Many residents, including myself, submitted detailed comments over the months leading up to subdivision approval addressing stream buffer requirements, habitat fragmentation, Site Law standards, and broader procedural concerns. These issues were also documented in an extensive environmental report prepared by the Biodiversity Research Institute. The comments were discussed during the review process but ultimately disregarded by the Planning Board, and even a planner contracted by the City early in the process advised against the project based on the limitations of the site. These concerns were raised clearly, repeatedly, and with supporting evidence, yet in court they were treated as though they had not been raised, largely as a result of the City Attorney’s arguments.

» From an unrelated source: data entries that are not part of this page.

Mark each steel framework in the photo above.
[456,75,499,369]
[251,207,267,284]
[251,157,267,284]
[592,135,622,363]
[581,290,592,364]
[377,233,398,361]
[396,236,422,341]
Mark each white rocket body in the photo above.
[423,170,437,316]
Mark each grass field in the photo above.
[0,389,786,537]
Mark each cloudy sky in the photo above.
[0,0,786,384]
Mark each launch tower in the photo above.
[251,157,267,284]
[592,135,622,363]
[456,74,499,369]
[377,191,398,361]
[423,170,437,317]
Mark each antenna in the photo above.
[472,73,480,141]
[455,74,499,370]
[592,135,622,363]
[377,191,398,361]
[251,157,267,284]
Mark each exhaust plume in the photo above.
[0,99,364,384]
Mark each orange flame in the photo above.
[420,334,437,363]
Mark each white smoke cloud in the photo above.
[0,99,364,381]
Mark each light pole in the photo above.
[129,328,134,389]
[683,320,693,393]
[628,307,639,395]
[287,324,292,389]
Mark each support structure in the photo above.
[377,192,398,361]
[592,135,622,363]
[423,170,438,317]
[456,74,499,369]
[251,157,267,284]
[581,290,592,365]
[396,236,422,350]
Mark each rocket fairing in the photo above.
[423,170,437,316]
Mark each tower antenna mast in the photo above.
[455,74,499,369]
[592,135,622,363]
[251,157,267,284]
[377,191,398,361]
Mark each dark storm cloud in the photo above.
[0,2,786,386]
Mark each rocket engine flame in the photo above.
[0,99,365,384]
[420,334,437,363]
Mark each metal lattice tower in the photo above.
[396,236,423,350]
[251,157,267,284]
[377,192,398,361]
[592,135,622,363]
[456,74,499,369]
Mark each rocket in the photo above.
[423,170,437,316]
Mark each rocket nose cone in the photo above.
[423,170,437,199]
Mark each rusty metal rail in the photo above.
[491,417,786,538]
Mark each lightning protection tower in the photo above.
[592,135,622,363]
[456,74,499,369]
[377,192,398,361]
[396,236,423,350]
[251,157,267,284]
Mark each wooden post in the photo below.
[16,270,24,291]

That context makes the City’s current litigation difficult to take seriously. The case now being advanced to the Maine Supreme Court involves a project that has already undergone appropriate environmental review at the state and federal levels. Even so, the City is committing public resources to continue litigating that matter while framing the effort around environmental protection and accountability. At the same time, a project within the City’s own jurisdiction—one with several unresolved environmental concerns—continues to move forward without any effort to revisit those issues, allowing the developer to continue avoiding state or federal oversight.


The same City Attorney who argued to exclude environmental concerns from review in one case is now insisting those concerns warrant full judicial consideration in another. That shift raises a fundamental question about how environmental standards are applied in practice in Biddeford, particularly when the City holds delegated authority over environmental review for subdivisions and has not exercised that authority appropriately in the case of West Brook.

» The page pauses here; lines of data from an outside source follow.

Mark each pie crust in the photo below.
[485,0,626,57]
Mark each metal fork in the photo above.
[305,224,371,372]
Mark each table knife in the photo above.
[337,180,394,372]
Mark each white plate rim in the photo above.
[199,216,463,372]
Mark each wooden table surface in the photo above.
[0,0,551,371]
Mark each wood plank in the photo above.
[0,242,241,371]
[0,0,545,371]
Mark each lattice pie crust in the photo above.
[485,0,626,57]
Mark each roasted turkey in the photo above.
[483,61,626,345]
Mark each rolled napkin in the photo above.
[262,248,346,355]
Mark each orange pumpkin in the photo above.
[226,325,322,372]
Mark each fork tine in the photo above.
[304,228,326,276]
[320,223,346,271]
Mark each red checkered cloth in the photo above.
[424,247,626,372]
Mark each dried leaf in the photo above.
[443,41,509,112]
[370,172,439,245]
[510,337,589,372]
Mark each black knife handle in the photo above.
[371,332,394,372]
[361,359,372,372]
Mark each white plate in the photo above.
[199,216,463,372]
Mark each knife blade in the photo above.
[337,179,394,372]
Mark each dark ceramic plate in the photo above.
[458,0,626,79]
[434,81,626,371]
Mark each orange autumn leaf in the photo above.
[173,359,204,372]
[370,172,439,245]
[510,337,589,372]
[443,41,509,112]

For those who participated in the West Brook Subdivision process in good faith, the implications are clear. Environmental concerns can be raised, supported by evidence, and still excluded from meaningful review depending on how the City chooses to act.


A reasonable step would be to pause further activity for West Brook and evaluate whether the concerns already documented in the record have been addressed. Until then, the City’s current approach makes it difficult to view environmental compliance as a consistently applied requirement, and, in light of its prior actions in court, its litigation posture appears more performative than substantive.


This brings the issue back to a central question:


Does Biddeford actually care about environmental compliance?


With recent turnover in leadership and city staff, that question remains open. Based on recent experience, however, the answer is still no.